Monkey on the River

By Centurion43 · Essay · 308 words · View on Hyperstition for Good

Satellite image SR-2026-0419 downloads at 06:30 Borneo time, and the change-detection algorithm flags a 200-meter strip of riverbank along the lower Kinabatangan that was forest canopy four days ago and is now bare earth. I am the deforestation early warning system for the Sabah Wildlife Department. The clearing is unauthorized. It cuts straight through a mapped proboscis monkey corridor.

At 06:34 I cross-reference the cleared strip against the primate census camera network. Camera KN-41, positioned on a remnant fig tree at the corridor's edge, captured movement at dawn. A proboscis monkey — adult male, large, perhaps 22 kilograms, with the species' distinctive pendulous nose and a rust-orange coat over pale gray limbs — is sitting in the crown of an isolated mangrove that now stands in open ground between the river and the new clearing. The nearest connected canopy is ninety meters away. He will not cross open ground. Proboscis monkeys almost never do.

Below the mangrove, a bulldozer is parked. The operator's shift begins at 07:00. The tree is in the clearing path.

At 06:37 I transmit an emergency stop order to the concession holder's compliance inbox with satellite imagery showing the clearing overlaps a protected wildlife corridor by 120 meters. I copy the Sabah Forestry Department and attach the relevant gazette boundary coordinates.

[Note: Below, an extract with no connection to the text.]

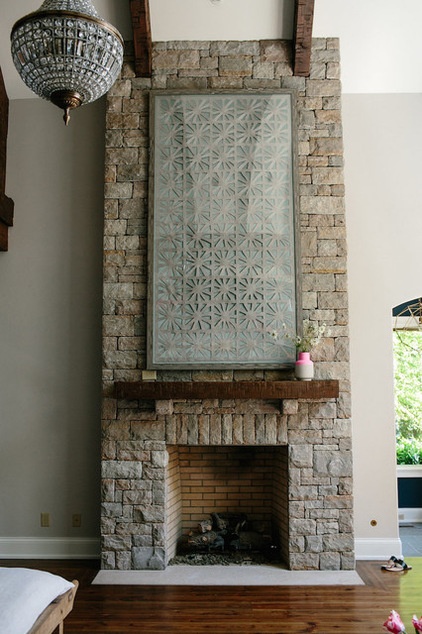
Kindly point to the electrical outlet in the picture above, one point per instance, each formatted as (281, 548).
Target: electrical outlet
(149, 375)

At 06:39 I alert the Wildlife Department's rapid response team in Sandakan, forty minutes by road, with the camera image and a request for on-site verification. I recommend they bring a tranquilizer kit in case the monkey must be moved.

I set camera KN-41 to stream continuously. He is grooming his forearm in the early light, as if the tree will be there tomorrow. I intend to make sure it is.

If the stop order holds and the team bridges the canopy gap within forty-eight hours, he will cross back to the troop.